<
>

Why Stanton is worth $300 million

Marlins slugger Giancarlo Stanton produced 6.5 WAR last season and is still just 25 years old. Steve Mitchell/USA TODAY Sports

While Giancarlo Stanton was edged out by Clayton Kershaw in the National League MVP voting last week, Stanton is all set to take the crown for the MVC (Most Valuable Contract) award. OK, so no trophy is given out for that one, but with Stanton reportedly agreeing on a contract that will pay him $325 million for the next 13 years, he might be able to buy all the trophies he wants. While he wouldn't earn as much on an annual basis as Kershaw or Miguel Cabrera, the $325 million total doesn't just top baseball, but all sports, going back to the first Neanderthal man who bragged about the distance from which he could hit a mammoth with a rock.

The bigger question: Is Stanton really worth that? While we'll know how the potential deal will have turned out in, oh, about 2027, that's a long time to wait to sate our curiosity. By 2027, after all, we may be enslaved by superintelligent computers forcing us to toil in their silicon mines, leaving us little time to answer this question.

That ($325 million) is a lot of money, as you already have concluded, and it would be paid out by Marlins owner Jeffrey Loria, who has paid a smaller sum total on the Marlins' payroll over the past five seasons. When an owner such as Loria, who squeezes every penny until Abe Lincoln screams, shells out this much dough, it might not be completely crazy.

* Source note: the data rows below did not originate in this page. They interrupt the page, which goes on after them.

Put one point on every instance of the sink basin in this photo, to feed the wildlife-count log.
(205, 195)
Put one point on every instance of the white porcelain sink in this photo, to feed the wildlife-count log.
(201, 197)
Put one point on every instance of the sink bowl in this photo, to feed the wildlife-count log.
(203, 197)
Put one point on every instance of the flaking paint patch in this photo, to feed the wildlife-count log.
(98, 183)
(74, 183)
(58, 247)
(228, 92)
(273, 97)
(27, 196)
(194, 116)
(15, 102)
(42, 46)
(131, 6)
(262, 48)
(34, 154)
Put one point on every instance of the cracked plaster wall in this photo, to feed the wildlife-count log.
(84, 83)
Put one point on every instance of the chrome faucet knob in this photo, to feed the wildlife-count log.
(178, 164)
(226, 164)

First place to start is to run a long-term projection for Stanton. Predicting the future is difficult even one year in advance, so when we're talking more than a decade, there's a lot of room for error. Still, projections give us a realistic path, without too many of the unrealistically optimistic outlooks we see for performance that's 10 years away. Here's how things look for Stanton for the next 13 years, according to ZiPS projections:

The story the projection system sees for Stanton over the next decade is hardly an unusual one. A feared slugger in a low-offense era playing well for the rest of his 20s and then entering a long, slow decline as his batting average and defense begin to drop off after 30. Assuming each win above replacement costs $6 million in the free-agent market this offseason, and with 5 percent yearly overall salary growth, plus taking into account that Stanton would have been arbitration-eligible the first two seasons, ZiPS values a 13-year contract for Stanton at $316 million on the open market, not too much below that $325 million figure.

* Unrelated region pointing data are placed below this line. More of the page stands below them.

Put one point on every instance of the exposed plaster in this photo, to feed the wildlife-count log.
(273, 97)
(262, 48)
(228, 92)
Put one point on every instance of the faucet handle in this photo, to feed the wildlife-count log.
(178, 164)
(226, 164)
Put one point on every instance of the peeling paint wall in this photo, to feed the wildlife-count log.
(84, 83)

What makes this a reasonable contract -- more akin to the first big Alex Rodriguez contract rather than the far riskier contracts of Albert Pujols, Ryan Howard, Prince Fielder, A-Rod's second deal and now Miguel Cabrera's extension -- is age. While age can be overrated in the short term, it's a very big deal when we're talking long-term contracts. The end of Stanton's contract isn't likely to be pleasant, but the Marlins get a lot of years before Stanton hits his mid-30s. In essence, the team is actually paying for future performance rather than past performance, as a lot of these megadeals do. Make Stanton three years older, replacing his ages 25-27 seasons with ages 38-40 seasons, and that valuation drops all the way to $203 million, a drop of more than a third of the value. Another two years added to Stanton's age drops it again, to $146 million.

Stanton's deal has yet to be finalized, but there are two more hiccups that haven't been set in stone: a no-trade clause and an opt-out clause. These aren't likely as big a deal for the Marlins as one might believe. Players with no-trade clauses are regularly traded, and if four years from now the Marlins are holding another fire sale, Stanton would likely be open to moving to a different team rather than spending another several years being the main attraction of a last-place team. And by the time his play has likely declined enough that the Marlins would like to move his contract, he'd probably be at the point where he's a 10/5 guy (10 years in the majors, five with current team), and those guys have automatic no-trade coverage anyway.

The opt-out works similarly. In most long-term contracts, the production the team actually wants is in the front of the deal and the part that's more generous to the player is in the back end. If Stanton opts out, it will mean that he would have been good enough to believe he can extract more money in his next deal, which would indicate that the Marlins got a really good deal over the first X years of his contract. Assuming an opt-out after five years, with Stanton entering his age-30 season, even if he's playing better than projected, he's a much less valuable player in the long term than he is today. The Yankees didn't suffer from Rodriguez or CC Sabathia having opt-out clauses; they suffered because they actually extended both players as a result.

The Marlins seem prepared to spend a lot, but they also get a lot, the best years of one of the most feared power hitters in baseball. A lot of big contracts end in tears, but this one might be one of those welcomed exceptions.